Unacceptable for a restaurant of this “Calibre” to serve old food reheated like this - it’s straight out fraud. Especially during covid where the food is being prepared by hand while the guy is eating at the same time and wearing no mask!
Mr Shahin mentioned that the chicken tandoori he was serving wasn’t going to be red but orange/green - hence a different dish masquerading as tandoori. I’m fine with that I’m pretty open minded and can totally appreciate fusion food - call a rose by any other name and it will smell just as sweet but in this case the chicken was actually raw. I was shocked as the price tag per head is 40 Euros and at first when he saw my son who is 14 he said he’d eat half price. But when the bill came it was 120 Euros for 3 people!!
How can you serve raw chicken that oozes blood and charge 40Euros per head??? Unforgivable for an establishment with this many positive reviews and has been running for this long. I left it and we moved onto mains.
Each course was accompanied with an awkward self glorifying story from the chef. How he left his home country at age 14, then opened his first restaurant in some obscure European town at age 16, then closed it down to go to Japan to train under chefs for “discipline”. Then came to Majorca in the 90s to open Basmati and became a world renown celebrity chef.
The narcissism reeked to high heaven! And false modesty? Check - he went on to say he didn’t care much for money, how he wants to be closer to family back home and is planning to close this restaurant and go back home so he can leave the high life of a celebrity behind - apparently which involves a lot of bungee jumping and extreme sports.

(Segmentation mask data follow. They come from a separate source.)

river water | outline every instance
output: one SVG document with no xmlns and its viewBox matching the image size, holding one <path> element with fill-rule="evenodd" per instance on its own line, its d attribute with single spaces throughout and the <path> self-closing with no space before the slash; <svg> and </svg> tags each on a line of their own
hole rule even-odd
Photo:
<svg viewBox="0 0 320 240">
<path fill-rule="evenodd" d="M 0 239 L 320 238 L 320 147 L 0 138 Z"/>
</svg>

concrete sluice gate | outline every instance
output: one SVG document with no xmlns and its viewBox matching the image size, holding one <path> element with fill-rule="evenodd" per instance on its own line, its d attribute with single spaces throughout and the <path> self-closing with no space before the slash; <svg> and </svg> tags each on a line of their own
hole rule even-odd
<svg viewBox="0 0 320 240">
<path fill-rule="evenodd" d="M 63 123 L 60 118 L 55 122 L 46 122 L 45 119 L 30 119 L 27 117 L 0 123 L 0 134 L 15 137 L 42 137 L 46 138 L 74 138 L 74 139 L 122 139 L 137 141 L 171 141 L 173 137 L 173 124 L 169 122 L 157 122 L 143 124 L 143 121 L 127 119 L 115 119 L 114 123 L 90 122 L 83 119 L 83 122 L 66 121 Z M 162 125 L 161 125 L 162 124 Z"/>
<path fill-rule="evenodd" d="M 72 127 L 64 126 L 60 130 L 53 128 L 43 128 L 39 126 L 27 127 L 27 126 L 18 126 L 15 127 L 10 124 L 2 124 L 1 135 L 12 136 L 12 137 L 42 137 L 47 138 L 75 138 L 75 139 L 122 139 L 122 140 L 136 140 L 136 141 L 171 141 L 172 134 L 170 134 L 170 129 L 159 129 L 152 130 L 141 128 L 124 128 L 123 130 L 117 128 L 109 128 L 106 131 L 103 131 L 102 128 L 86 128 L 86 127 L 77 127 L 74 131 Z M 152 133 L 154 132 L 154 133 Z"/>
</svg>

All this life story - not just when the food was being prepared but also while he brought it to us to get stone cold while he kept going on and on about himself.
The main course looked better than the first two, but was completely bland and tasteless set of curries - chicken, lamb and venison.
This guy really knows exactly what he’s doing as he mentioned “ im not sure how spicy you guys like it so it’s a little mild”. He also mentioned that the mango chutney he made was extremely spicy so we could use that with the curries. That’s probably the only true words that came out of him - mango chutney was indeed eye wateringly spicy.
He knew we were Asians and used to rich flavourful Indian cuisine both in and out of our homes so he already put this disclaimer forward. For the one other table that had a customer, lengthy stories and backgrounds were given to the dishes to hype up the food as something special and authentic. Even though these dishes don’t actually exist and especially presented like they were - all curries had raw veg as garnish - not something authentic at all. Cucumber and bell peppers are not garnish for curry. The lumps of stewed meat in the thin watery curry seemed quite old and reheated.
The naans were raw - and also another invention of the chef with coconut and raisins inside so that the dough didn’t cook properly and it was a doughy mess.
Later in the evening, after leaving the restaurant, I was violently sick, with stomach cramping, vomiting, cold sweats and diarrhoea. Luckily I recovered with medical attention and rest, who knows what kind of bug caused my food poisoning?
Mr Shahin needs to get out more and get a reality check. He is not Gordon Ramsay so he should really stop behaving like he is.
There aren’t that many competitors in Palma that are serving the type of concept that Mr Shahin has basically failed at. This kind of monopoly has a way to warp minds and this chef is deluded that he’s doing everyone a favour by serving reheated obscurely identified stale food masquerading as Indian cuisine and the nature of his touristy customers means they sometimes don’t know what authentic food is and no comparison and only go once for their trip and that’s it.